Based on the results in steps 18, 19, it indicates that four variable is the optimal choice, therefore the variables will be speed_air, speed_ground, aircraft, height. Although, from previous steps, we learned there is multicollinearity between speed_ground and speed_air, so we could eliminate one. Also, aircraft is a categorical variable, instead of including it, maybe have the other variable results grouped by aircraft could also be sufficient.
# Load the necessary library for stepAIC
library(MASS)
Attaching package: ‘MASS’
The following object is masked from ‘package:dplyr’:
select
# Create a full model using all predictors
full_model <- lm(distance ~ ., data = FAA_new[, c("distance", var_ranked)])
# Perform forward selection using stepAIC
step_model <- stepAIC(full_model, direction = "forward", trace = FALSE)

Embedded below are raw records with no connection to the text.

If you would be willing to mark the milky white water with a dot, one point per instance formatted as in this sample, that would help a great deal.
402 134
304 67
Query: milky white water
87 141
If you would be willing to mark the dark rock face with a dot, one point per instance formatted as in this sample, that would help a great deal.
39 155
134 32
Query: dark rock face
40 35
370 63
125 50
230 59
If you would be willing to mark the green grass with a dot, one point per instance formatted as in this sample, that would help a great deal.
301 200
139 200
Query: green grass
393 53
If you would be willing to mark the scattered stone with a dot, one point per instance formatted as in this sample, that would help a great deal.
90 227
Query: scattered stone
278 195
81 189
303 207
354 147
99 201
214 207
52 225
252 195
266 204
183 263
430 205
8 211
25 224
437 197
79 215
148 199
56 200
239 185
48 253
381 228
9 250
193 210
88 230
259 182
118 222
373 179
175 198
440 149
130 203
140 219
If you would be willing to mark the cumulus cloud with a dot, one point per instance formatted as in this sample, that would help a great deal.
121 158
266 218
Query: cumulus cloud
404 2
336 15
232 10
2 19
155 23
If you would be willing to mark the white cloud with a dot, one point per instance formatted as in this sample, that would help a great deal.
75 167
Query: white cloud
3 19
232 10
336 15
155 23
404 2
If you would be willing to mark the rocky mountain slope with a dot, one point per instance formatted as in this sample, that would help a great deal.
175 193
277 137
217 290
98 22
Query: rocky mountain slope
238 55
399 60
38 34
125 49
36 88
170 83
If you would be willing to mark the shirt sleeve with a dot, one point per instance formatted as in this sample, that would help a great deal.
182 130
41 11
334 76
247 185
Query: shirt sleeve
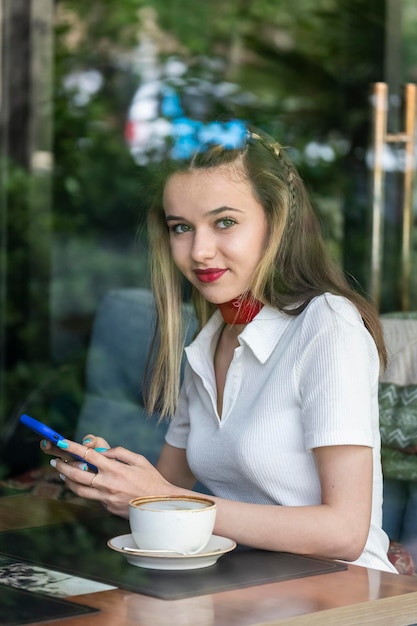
339 369
179 428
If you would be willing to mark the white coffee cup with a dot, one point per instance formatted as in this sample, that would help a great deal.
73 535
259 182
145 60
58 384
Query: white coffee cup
182 524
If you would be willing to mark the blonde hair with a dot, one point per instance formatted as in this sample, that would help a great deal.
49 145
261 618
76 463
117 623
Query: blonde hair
295 268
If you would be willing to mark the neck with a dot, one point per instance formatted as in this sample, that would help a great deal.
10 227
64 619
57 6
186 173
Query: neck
240 310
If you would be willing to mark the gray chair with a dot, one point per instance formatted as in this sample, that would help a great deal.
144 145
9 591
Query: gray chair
113 406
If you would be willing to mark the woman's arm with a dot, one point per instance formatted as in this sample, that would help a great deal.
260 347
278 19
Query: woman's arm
337 528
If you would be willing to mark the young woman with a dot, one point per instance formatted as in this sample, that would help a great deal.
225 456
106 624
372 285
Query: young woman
278 411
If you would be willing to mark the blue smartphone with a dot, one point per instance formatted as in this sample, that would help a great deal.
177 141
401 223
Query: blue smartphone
47 433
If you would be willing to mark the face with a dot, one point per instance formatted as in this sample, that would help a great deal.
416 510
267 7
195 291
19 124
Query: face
218 231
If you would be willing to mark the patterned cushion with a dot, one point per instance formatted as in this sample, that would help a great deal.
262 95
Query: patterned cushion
398 398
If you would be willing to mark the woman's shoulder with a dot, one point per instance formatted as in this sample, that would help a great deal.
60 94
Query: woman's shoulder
329 307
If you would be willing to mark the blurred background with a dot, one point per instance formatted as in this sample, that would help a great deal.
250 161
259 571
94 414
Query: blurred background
94 94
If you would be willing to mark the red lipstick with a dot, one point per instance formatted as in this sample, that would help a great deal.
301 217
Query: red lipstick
209 275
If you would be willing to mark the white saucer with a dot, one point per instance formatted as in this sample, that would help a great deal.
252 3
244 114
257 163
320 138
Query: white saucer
216 547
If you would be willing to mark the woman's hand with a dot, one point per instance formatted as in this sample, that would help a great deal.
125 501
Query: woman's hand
122 475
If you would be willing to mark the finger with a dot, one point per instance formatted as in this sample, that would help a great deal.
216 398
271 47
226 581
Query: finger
125 456
95 442
82 453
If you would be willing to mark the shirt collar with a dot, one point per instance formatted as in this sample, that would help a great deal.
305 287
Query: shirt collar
261 335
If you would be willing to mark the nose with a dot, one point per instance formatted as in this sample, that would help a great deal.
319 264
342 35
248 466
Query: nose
204 246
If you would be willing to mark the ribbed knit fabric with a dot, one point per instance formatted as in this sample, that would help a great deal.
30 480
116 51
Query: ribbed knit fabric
295 383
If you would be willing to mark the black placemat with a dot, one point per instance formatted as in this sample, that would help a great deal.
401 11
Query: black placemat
80 548
18 607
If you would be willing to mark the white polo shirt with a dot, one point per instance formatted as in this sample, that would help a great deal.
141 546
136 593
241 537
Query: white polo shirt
295 383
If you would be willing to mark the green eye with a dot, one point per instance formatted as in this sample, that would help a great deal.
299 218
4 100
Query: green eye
180 228
225 222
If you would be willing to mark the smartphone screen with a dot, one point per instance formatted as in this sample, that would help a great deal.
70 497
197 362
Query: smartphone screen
45 432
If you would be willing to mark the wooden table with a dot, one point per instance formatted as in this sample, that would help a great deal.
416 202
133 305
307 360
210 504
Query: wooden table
355 597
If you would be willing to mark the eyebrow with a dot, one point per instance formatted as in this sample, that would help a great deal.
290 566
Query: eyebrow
222 209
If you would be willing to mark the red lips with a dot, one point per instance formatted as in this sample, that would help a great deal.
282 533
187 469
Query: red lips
209 275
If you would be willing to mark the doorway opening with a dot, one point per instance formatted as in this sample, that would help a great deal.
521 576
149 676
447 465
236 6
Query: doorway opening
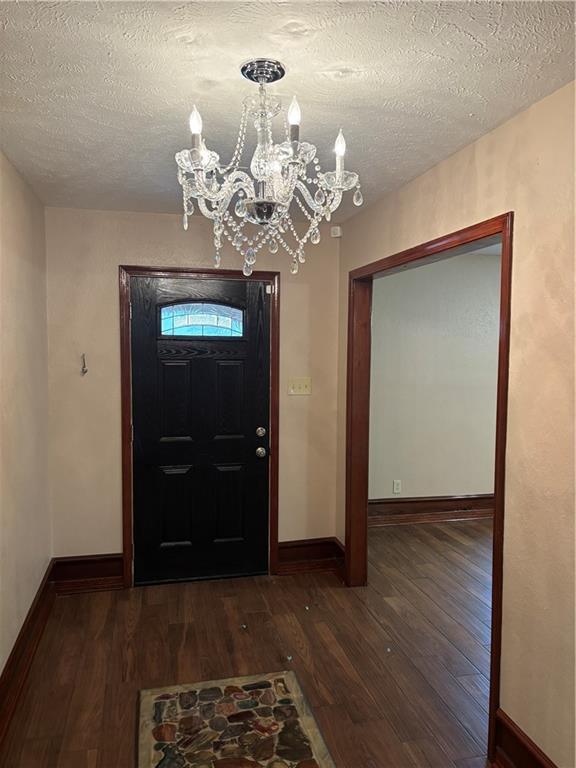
199 354
361 288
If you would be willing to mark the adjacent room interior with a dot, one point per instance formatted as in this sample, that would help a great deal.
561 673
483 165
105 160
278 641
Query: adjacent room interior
435 335
287 385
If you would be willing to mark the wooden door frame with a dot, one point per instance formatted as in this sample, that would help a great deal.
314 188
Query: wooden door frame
358 413
125 274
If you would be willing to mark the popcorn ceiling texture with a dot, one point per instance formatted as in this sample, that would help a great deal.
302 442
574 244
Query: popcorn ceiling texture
95 96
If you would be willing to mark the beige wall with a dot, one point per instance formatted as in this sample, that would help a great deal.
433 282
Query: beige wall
25 530
526 165
84 249
434 369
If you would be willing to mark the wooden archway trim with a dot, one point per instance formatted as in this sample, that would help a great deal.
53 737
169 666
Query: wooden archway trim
358 414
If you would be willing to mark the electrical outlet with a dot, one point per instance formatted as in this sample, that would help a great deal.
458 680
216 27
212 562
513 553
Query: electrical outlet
300 385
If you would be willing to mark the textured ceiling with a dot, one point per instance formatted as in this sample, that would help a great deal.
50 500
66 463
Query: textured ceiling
95 96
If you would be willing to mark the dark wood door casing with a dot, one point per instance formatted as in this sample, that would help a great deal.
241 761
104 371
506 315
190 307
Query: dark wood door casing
125 275
358 410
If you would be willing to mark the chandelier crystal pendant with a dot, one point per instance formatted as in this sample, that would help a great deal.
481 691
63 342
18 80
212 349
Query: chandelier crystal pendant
252 207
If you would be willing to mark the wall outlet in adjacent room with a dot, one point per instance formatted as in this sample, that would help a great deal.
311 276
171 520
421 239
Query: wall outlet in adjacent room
300 385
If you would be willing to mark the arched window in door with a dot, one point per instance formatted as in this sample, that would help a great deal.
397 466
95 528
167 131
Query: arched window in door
201 319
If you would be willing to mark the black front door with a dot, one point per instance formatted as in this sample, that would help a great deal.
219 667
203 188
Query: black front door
200 400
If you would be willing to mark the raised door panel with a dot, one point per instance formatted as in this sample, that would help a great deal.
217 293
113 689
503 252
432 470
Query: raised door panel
229 399
176 506
229 509
175 388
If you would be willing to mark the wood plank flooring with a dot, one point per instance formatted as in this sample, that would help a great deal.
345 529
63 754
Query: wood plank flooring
396 673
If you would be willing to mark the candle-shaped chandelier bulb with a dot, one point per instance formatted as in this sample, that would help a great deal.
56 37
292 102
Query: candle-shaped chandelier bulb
340 144
340 150
195 126
294 112
294 117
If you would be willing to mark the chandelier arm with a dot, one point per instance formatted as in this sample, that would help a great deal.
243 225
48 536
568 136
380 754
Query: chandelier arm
234 182
240 141
303 208
303 189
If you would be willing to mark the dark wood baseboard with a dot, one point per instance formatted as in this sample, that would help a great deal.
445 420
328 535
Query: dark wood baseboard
514 749
20 660
430 509
87 573
64 576
310 555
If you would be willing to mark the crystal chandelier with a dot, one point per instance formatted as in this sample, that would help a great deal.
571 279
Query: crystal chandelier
252 207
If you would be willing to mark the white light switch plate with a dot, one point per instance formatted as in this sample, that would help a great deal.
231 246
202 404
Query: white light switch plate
300 385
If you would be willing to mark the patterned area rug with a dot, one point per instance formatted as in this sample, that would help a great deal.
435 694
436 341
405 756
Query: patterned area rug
243 722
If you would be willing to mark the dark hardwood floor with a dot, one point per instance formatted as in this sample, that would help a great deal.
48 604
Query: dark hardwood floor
397 672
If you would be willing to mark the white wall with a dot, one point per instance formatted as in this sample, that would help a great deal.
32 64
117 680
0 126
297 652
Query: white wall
84 249
433 378
25 530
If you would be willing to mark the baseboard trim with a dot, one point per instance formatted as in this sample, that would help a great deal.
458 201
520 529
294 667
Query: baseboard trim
429 509
64 576
311 556
87 573
514 749
19 662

# Summary of the stepwise-selected model
summary(step_model)
Call:
lm(formula = distance ~ speed_air + speed_ground + aircraft_numeric +
height + duration + pitch + no_pasg, data = FAA_new[, c("distance",
var_ranked)])
Residuals:
Min 1Q Median 3Q Max
-287.36 -85.69 11.25 83.50 359.85
Coefficients:
Estimate Std. Error t value Pr(>|t|)
(Intercept) -5791.6573 163.2346 -35.481 <2e-16 ***
speed_air 85.5469 6.5221 13.117 <2e-16 ***
speed_ground -3.5464 6.4160 -0.553 0.581
aircraft_numeric -437.9428 21.2621 -20.597 <2e-16 ***
height 13.6756 1.0386 13.168 <2e-16 ***
duration 0.1276 0.2039 0.626 0.532
pitch -13.4897 18.6077 -0.725 0.469
no_pasg -1.9812 1.3780 -1.438 0.152
---
Signif. codes: 0 ‘***’ 0.001 ‘**’ 0.01 ‘*’ 0.05 ‘.’ 0.1 ‘ ’ 1
Residual standard error: 134.5 on 187 degrees of freedom
Multiple R-squared: 0.9747, Adjusted R-squared: 0.9738
F-statistic: 1030 on 7 and 187 DF, p-value: < 2.2e-16
# Print the selected variables
selected_variables <- names(coef(step_model))
print(selected_variables)
[1] "(Intercept)" "speed_air" "speed_ground" "aircraft_numeric" "height"

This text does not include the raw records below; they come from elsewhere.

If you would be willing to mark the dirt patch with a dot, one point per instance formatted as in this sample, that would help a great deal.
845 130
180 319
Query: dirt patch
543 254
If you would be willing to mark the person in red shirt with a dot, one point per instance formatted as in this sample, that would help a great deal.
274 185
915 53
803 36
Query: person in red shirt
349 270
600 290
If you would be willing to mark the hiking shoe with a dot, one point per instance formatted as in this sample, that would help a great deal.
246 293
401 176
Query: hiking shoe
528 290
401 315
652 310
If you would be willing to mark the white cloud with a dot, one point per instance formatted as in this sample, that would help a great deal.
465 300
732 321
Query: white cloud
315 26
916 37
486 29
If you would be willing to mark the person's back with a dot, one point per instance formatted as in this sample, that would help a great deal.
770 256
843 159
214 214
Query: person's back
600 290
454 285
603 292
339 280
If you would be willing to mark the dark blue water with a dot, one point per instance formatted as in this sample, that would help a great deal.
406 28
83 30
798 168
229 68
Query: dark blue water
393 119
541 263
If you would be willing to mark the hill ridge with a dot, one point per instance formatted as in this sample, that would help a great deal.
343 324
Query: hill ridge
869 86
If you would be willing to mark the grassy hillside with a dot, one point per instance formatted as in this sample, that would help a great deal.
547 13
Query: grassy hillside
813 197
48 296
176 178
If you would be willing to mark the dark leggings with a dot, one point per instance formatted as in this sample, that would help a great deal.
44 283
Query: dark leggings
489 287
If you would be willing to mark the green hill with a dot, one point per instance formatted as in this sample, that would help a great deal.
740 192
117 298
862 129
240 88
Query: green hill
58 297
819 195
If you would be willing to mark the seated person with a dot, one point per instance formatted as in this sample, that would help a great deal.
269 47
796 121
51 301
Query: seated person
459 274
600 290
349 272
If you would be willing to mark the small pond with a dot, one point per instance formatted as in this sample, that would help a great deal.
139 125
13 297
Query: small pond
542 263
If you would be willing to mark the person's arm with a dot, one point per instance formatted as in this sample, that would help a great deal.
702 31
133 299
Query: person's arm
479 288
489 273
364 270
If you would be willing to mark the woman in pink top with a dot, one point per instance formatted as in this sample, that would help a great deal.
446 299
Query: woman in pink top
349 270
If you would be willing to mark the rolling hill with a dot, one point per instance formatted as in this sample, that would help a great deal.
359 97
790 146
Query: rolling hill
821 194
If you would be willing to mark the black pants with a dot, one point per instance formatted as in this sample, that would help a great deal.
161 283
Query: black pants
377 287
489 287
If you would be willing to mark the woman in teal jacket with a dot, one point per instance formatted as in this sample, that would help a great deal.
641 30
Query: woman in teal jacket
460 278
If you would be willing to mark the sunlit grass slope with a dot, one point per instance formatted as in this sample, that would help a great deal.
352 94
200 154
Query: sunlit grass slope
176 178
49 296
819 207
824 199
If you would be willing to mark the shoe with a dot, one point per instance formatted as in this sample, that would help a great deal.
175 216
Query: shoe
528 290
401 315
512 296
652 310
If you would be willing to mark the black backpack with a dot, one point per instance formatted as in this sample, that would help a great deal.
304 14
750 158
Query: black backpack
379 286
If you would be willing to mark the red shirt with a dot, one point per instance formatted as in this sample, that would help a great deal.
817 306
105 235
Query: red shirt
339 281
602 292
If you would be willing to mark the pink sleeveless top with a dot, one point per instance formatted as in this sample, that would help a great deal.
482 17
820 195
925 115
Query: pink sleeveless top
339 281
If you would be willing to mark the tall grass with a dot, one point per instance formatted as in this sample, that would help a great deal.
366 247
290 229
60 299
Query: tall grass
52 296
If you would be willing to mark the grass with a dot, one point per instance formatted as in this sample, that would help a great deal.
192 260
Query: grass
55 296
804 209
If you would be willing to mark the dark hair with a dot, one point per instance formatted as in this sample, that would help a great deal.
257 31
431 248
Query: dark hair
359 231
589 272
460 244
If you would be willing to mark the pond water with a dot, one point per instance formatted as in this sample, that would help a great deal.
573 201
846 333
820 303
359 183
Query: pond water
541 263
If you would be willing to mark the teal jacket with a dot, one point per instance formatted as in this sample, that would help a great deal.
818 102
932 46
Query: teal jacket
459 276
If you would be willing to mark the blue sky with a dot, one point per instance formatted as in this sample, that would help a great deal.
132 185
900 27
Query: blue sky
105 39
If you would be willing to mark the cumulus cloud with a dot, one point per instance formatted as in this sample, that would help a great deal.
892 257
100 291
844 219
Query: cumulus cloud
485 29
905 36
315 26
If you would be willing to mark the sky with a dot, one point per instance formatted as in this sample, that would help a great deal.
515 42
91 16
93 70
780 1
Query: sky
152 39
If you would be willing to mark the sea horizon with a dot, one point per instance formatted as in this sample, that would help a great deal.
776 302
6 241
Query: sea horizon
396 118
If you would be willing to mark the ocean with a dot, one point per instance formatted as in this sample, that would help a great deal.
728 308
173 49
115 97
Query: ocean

[6] "duration" "pitch" "no_pasg"
# Compare the AIC value of the StepAIC selected model with manual AIC values
step_model_aic <- AIC(step_model)
manual_aic <- aic_values
# Print the AIC of the StepAIC selected model
print(paste("StepAIC Selected Model AIC:", step_model_aic))

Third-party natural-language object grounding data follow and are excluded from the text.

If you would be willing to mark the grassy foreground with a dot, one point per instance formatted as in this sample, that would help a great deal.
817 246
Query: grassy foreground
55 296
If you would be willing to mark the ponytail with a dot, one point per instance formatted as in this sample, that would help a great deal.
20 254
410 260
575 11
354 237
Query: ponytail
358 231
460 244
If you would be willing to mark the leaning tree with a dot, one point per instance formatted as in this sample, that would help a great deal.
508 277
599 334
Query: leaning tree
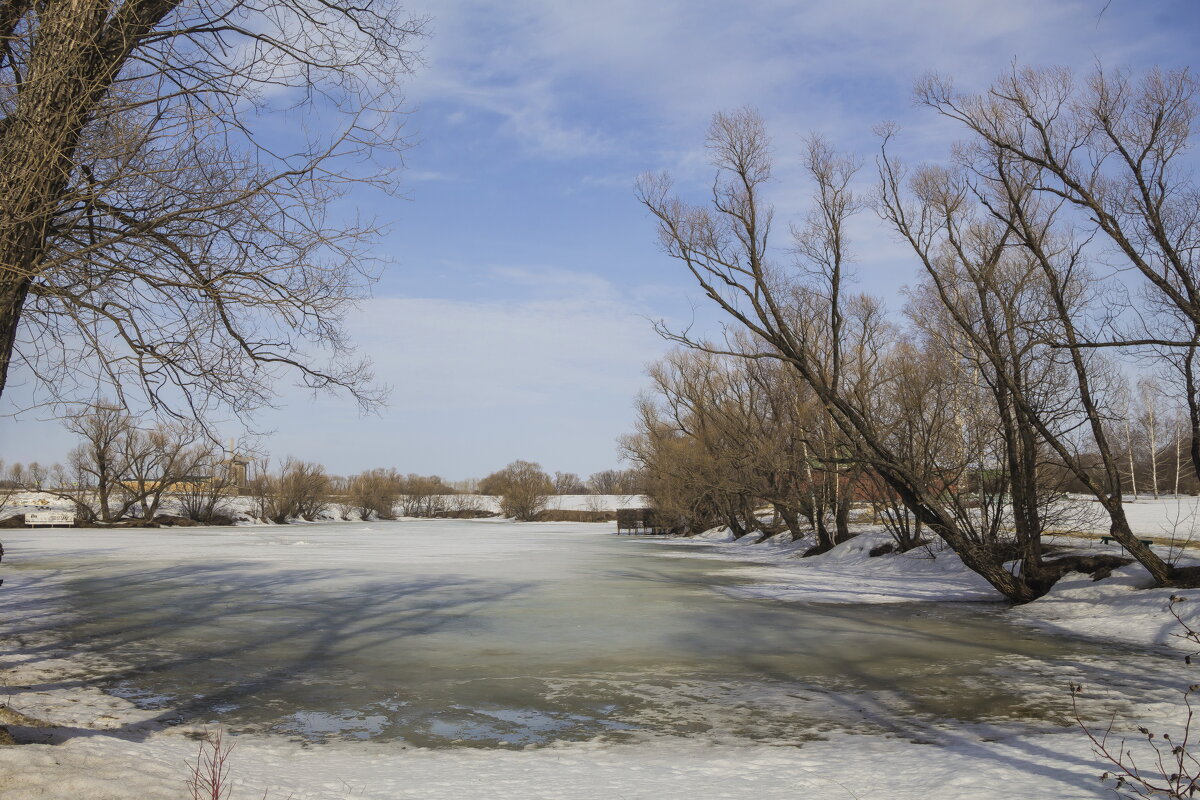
167 169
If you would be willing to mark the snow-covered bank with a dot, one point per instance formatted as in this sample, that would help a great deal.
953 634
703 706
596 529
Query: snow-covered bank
959 765
109 749
1119 608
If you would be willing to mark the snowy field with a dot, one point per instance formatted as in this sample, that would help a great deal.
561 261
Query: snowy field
613 599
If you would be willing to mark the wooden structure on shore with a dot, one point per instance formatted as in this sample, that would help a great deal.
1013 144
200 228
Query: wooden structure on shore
640 522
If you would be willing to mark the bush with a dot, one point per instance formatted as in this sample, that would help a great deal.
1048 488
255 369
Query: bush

[1] "StepAIC Selected Model AIC: 2474.69216451066"
# Compare with manual AIC values
print(manual_aic)
[1] 2749.962 2751.048 2597.804 2471.938 2473.334 2474.836 2474.692
From the result of stepAIC function, we can see that the AIC values are very much the same. StepAIC selected 7 variables, however, when looking at the summary of AIC model, there is only three showed significant impact, which is the similar results as the AIC calculation in Step 19 (speed_ground has been eliminated).